Undone(9)



Lucas Mahoney was the easiest to categorize. He was obviously a lion. He even had the mane to prove it – possibly with slightly more hair product than the average lion would go for. Blond and chiselled, strutting about the place like the king of the f*cking jungle. It was a well-known fact that every girl had to have a crush on Lucas at one time or another. Except me. And any secret lesbians among the student body.

Kai reckoned that Sasha Evans had to be a lioness – she was Lucas’s girlfriend, after all. But it was my game, so I had the deciding vote. To me, she was more like a leopard – all slinky and sexy. Chestnut-coloured hair, perfect body. I hated her.

Stu Hicks was Allander Park’s officially designated joker. He liked to play with his food. Yes, he was that boy – the one who put chips up his nose to make the girls laugh. And they did laugh like they found him genuinely hilarious. He was shorter than the other boys, but wiry and strong with it – majorly into martial arts apparently. I went for a chimpanzee in the end – harmless enough on the outside, but just wait till he bares his teeth. I’ve never quite trusted chimpanzees . . . there’s something sinister about them.

Bugs was the odd man out in Team Popular. Huge and ginger, he was a big slab of meat with orange mould on top. Apparently he was some kind of big deal on the rugby team, but that wasn’t usually enough to make you popular. Perhaps he was the exception that proved the rule? You’d often see the girls cuddling up to him, and the other lads never seemed to mind. They knew he was no competition – not really. I had Bugs pegged as some kind of bear. A pretty useless bear who was long overdue for extinction.

Amber Sheldon – dyed red hair, massive boobs and an idiotic high-pitched laugh that made me think violent thoughts. A brightly plumed, noisy parrot. One that would start pulling out its own feathers if it didn’t get enough attention.

I’d secretly decided that Louise was a snake, but I didn’t say anything to Kai.

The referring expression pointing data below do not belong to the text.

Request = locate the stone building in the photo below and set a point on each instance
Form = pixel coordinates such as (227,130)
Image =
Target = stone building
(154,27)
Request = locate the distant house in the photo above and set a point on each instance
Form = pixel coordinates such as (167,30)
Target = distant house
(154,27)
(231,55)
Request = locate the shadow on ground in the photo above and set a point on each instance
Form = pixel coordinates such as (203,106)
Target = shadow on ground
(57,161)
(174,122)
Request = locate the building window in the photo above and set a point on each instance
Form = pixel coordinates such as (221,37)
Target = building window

I had no good reason for my choice, other than the fact that I really, really don’t like snakes. And it would at least go some way to explain how she’d managed to slither her way into the Year 11 in-crowd despite being in the year below.

So that was Team Popular. As far as I was concerned, they were an alien race intent on taking over the world with their shiny hair and in-jokes.

Within a couple of weeks Max and Louise were going out. This was something new; Louise had never had a proper boyfriend before, unless you counted that brief dalliance with Stu last year. Why bother having a boyfriend when you could have someone new every day of the week? Why choose one flavour of ice cream when you can alternate between vanilla, coffee and chocolate (or even go for a couple of different flavours in the same bowl . . . Gross, I know, but if the rumours about Louise were true then she’d been there, done that). Kai hated the fact that everyone thought his sister was a slag, but there was nothing he could do about it because it happened to be true.

Max and Louise specialized in public displays of affection that even put Lucas and Sasha to shame. It was vomit-inducing. I accidentally saw them in an empty classroom one day, and all I’m going to say about that little scene is it would definitely not have made it into a PG movie. And I probably watched for a few seconds longer than was strictly necessary. Not because I’m a perv or anything. It’s like when you’re driving down the motorway and there’s been an accident and there’s police and ambulances everywhere. You know you shouldn’t look at the person on the stretcher. Nothing good is going to come of it, but you’re curious. What kind of person wouldn’t be curious?

Anyway, I didn’t tell Kai about the little performance I’d witnessed. There are some things a brother doesn’t need to know about his baby sister, and this was definitely one of them. Besides, he heard that kind of talk from everyone else. According to Kai, Louise was really falling for Max. She talked about him non-stop at home. Kai seemed happy about it; he thought Max was good for Louise. I translated this as: ‘Thank God she’s not shagging everything that moves any more.’

So that was how things stood. The ranks of the chosen ones had swollen by one, Kai’s sister was no longer the school bike, and the rest of us were just going about our boring little lives as normal. And yes, I’m well aware that it sounds like I was more than a little bit obsessed with the lives of people I never even talked to. I was kind of obsessed. But what else was there to do? School was boring; Kai was my only friend. It was like my hobby or something. A very weird, very sad sort of hobby that was made so much easier by the new addition of a Year 11 common room to Allander Park. The common room’s a crucial part of the head’s strategy to try to make us act like grownups. I mean, he didn’t use those exact words at the grand opening ceremony at the start of the year, but that was pretty much the gist of it.

There was one tiny change I haven’t mentioned, but in the interests of full disclosure I probably should. There had been a subtle shift in my friendship with Kai. We still talked on the phone almost every night after school, just in case we might have missed something crucial in each other’s lives in the few hours we hadn’t spent together that day, but for the first time in our friendship there were times when I couldn’t get hold of him. Sometimes he didn’t answer his phone, and sometimes it took him an hour or more to reply to my texts. This might sound normal (healthy, even), but it wasn’t the way things worked between Kai and me.